# Recessed soap/shampoo niche



## jarvis design

OK guys, I stayed up a little late a few weeks ago and had one of those "ideas" at 3 in the morning. 

I have a friend of mine who has a fibreglass fab shop and I have him making me a prototype "niche" which will be made out of either normal FG or waterproof FG. I have designed this niche so it will fit between 2 studs and screw into the studs with a flange of 1/2" in order to be flush with 1/2" substrate. 

I have seen the steel versions and the foam versions. 

My question for all of you.... 
Would you use something like this vs. framing and cladding?? Do any of you presently use the steel or foam??

Nothing (IMO) beats a tiled recessed soap/shampoo niche. 

thanks for any thoughts, comments, or suggestions that I get my head checked!!

Mike Jarvis


----------



## mdshunk

Doesn't kerdi have a niche that's ready for tiling?


----------



## naptown CR

Will the finish eventually be tile inside the niche


----------



## angus242

Actually, the current shower I'm working on, I didn't feel like building my own niche so I'm trying a Duk Liner for the first time. 
http://www.dukliner.com/
It fits between 16"OC framing and is ready for tile. I will just overlap the Kerdi right over the lip.
It cost me around $38USD so if you could come up with something that's as simple to install and in the same price range, yes I could see using it.

MD, Noble makes the preformed niches. Schluter does not (yet?).


----------



## kevjob

noble niches. www.noblecompany.com great product and cost effective.


----------



## jarvis design

naptown CR said:


> Will the finish eventually be tile inside the niche


Yes


----------



## jarvis design

angus242 said:


> Actually, the current shower I'm working on, I didn't feel like building my own niche so I'm trying a Duk Liner for the first time.
> http://www.dukliner.com/
> It fits between 16"OC framing and is ready for tile. I will just overlap the Kerdi right over the lip.
> It cost me around $38USD so if you could come up with something that's as simple to install and in the same price range, yes I could see using it.
> 
> MD, Noble makes the preformed niches. Schluter does not (yet?).


 
Angus, is the niche you are using designed to be screwed in on top of the substrate or flush to it?? Is it plastic?

Thanks!


----------



## angus242

jarvis design said:


> Angus, is the niche you are using designed to be screwed in on top of the substrate or flush to it?? Is it plastic?
> 
> Thanks!



Sorry, I screwed up the link. Try this and yes, it's plastic:
http://www.dukliner.com/How-to-Install.html


----------



## Mark Daniels

I use and sell these. Currently I'm selling a Matte white 12"x12" x4" for $125 plus shipping and handling. Works out to $149 delivered.

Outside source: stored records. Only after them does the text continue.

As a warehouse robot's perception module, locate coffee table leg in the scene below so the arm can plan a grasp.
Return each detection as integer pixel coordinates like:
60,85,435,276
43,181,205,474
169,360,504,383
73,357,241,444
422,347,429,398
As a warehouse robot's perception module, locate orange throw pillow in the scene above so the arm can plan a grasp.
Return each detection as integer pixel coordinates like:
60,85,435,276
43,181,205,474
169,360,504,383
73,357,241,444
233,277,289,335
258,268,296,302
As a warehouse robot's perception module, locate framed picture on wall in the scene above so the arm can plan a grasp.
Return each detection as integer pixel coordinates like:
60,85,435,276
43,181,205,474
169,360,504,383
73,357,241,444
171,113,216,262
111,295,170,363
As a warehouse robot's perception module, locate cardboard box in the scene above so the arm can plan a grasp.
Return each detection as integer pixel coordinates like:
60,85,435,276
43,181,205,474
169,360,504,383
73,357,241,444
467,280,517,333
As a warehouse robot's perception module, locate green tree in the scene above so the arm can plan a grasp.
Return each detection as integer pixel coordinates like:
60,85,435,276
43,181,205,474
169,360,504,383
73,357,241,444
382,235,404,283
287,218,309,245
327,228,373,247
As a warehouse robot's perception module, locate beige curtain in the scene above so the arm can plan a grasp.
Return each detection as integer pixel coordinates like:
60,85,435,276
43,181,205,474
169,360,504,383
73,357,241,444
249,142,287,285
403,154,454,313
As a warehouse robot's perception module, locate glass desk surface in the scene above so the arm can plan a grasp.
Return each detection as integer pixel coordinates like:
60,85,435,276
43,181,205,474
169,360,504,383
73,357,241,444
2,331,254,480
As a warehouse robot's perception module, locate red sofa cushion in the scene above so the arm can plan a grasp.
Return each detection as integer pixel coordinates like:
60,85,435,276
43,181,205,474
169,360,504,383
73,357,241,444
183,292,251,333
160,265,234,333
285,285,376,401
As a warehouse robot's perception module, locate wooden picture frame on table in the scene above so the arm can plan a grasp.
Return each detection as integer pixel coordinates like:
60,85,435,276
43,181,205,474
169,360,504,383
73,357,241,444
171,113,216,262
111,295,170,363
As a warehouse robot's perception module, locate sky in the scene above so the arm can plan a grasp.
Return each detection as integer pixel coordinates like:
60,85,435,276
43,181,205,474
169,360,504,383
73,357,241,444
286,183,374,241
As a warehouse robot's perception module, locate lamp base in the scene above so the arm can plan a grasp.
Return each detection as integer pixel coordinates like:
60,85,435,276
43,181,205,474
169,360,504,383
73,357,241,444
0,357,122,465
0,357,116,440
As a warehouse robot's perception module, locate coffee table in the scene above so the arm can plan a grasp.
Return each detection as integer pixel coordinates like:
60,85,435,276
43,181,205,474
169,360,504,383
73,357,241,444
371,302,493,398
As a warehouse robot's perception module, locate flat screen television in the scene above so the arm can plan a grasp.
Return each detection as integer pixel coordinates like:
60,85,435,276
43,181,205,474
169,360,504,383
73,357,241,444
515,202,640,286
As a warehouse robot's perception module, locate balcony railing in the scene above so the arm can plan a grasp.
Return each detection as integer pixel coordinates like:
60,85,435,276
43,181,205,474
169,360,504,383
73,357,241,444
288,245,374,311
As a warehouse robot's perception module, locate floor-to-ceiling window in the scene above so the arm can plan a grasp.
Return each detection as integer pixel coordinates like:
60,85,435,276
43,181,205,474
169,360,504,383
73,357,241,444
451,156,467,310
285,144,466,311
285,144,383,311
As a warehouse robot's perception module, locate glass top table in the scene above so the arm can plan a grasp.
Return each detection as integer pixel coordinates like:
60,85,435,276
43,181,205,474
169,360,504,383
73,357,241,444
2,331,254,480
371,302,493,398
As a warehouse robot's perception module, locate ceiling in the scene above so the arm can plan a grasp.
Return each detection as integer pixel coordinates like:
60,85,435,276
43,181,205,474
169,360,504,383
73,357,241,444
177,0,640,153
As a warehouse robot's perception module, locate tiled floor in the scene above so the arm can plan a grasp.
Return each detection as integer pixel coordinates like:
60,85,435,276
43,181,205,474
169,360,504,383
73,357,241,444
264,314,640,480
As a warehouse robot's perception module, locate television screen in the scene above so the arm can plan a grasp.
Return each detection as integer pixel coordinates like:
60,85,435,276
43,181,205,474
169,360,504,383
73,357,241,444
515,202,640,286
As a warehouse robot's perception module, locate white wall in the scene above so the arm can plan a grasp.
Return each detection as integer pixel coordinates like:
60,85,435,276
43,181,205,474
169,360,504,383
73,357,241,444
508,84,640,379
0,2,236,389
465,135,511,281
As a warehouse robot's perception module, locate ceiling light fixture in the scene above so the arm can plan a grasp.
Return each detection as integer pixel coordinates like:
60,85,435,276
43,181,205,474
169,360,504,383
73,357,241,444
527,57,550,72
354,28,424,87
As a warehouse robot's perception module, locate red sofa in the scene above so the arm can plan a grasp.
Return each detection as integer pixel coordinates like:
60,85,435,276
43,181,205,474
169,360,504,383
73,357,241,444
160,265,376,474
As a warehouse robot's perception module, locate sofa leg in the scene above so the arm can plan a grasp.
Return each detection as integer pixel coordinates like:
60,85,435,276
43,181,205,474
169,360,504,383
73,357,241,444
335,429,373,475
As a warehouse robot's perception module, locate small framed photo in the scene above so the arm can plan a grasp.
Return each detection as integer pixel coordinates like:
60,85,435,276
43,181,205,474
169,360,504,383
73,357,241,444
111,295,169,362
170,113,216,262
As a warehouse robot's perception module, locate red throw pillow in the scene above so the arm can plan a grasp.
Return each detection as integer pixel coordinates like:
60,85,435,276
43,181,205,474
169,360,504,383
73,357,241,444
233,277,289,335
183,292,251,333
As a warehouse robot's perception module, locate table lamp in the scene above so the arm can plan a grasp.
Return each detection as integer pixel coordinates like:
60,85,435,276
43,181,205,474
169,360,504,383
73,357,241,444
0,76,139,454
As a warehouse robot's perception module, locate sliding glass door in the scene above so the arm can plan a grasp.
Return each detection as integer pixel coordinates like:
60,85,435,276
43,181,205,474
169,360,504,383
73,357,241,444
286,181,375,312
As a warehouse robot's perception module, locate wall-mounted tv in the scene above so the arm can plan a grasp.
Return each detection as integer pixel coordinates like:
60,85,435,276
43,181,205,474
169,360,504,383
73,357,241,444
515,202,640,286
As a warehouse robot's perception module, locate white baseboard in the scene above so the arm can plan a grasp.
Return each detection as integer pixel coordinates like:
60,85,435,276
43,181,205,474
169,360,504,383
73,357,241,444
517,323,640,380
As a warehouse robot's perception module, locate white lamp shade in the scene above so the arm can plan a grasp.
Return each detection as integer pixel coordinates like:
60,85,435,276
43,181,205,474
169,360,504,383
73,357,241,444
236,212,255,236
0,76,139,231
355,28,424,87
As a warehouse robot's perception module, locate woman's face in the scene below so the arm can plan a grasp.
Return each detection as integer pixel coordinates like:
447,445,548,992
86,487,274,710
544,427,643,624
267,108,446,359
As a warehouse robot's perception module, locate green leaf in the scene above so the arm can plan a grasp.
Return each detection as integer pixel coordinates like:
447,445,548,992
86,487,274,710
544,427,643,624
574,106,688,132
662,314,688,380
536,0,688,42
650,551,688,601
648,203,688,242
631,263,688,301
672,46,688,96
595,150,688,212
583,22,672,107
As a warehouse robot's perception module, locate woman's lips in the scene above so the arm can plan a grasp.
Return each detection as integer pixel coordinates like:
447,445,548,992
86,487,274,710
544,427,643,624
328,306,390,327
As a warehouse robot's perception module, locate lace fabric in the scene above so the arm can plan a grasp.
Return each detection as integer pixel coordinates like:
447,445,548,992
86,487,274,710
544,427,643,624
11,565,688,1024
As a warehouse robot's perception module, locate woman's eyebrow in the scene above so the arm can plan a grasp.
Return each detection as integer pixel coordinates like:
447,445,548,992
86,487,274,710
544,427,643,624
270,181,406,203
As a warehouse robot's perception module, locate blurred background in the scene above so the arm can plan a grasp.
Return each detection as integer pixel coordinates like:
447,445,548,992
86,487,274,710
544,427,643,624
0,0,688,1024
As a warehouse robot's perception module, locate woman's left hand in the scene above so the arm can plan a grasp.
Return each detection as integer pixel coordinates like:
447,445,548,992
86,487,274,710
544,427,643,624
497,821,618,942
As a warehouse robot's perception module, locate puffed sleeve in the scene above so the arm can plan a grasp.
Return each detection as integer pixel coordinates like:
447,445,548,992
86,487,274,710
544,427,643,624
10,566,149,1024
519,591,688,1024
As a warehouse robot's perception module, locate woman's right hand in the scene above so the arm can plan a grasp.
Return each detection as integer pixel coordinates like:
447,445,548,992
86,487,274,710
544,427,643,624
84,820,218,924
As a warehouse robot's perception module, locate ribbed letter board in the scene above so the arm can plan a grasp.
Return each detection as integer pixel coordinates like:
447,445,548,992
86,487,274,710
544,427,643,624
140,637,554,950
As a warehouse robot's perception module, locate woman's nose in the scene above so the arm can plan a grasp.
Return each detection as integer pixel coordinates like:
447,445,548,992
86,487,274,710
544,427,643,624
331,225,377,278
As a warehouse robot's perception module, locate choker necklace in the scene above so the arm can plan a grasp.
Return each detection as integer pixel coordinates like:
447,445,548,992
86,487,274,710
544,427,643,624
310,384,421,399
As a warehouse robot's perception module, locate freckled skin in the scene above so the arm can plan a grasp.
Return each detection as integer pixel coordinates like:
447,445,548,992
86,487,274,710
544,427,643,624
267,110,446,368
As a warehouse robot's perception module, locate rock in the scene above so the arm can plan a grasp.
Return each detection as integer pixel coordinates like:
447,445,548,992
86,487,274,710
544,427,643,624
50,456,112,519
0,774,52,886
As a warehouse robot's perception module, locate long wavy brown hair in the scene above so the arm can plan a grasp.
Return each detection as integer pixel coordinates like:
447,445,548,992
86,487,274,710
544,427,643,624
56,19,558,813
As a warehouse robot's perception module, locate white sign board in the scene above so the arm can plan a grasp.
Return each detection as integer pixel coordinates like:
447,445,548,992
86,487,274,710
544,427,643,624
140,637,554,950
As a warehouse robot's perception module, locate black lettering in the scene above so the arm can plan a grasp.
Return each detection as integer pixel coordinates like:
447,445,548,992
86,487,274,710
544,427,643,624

This unit is much better than a built in shower niche as it is simple to install, doesn’t have the nooks and crannies to collect mold/mildew and is a third of the cost of a custom niche. It cleans easily and is the color of most soaps so doesn’t show soap residue . Unit can be retrofitted in existing tiled tub/shower stalls by a qualified remodeler or tile person. Cutout dimensions are 11 5/8 x 11 5/8” x 4” deep(into wall). I sell a matte finish, slightly off white colored 3 or 1 compartment ceramic unit ($125) shipped($24.00) to your house for $149.00. Unit weighs about 13 pounds. I do not guaranty delivery times! You should receive the unit within a week . 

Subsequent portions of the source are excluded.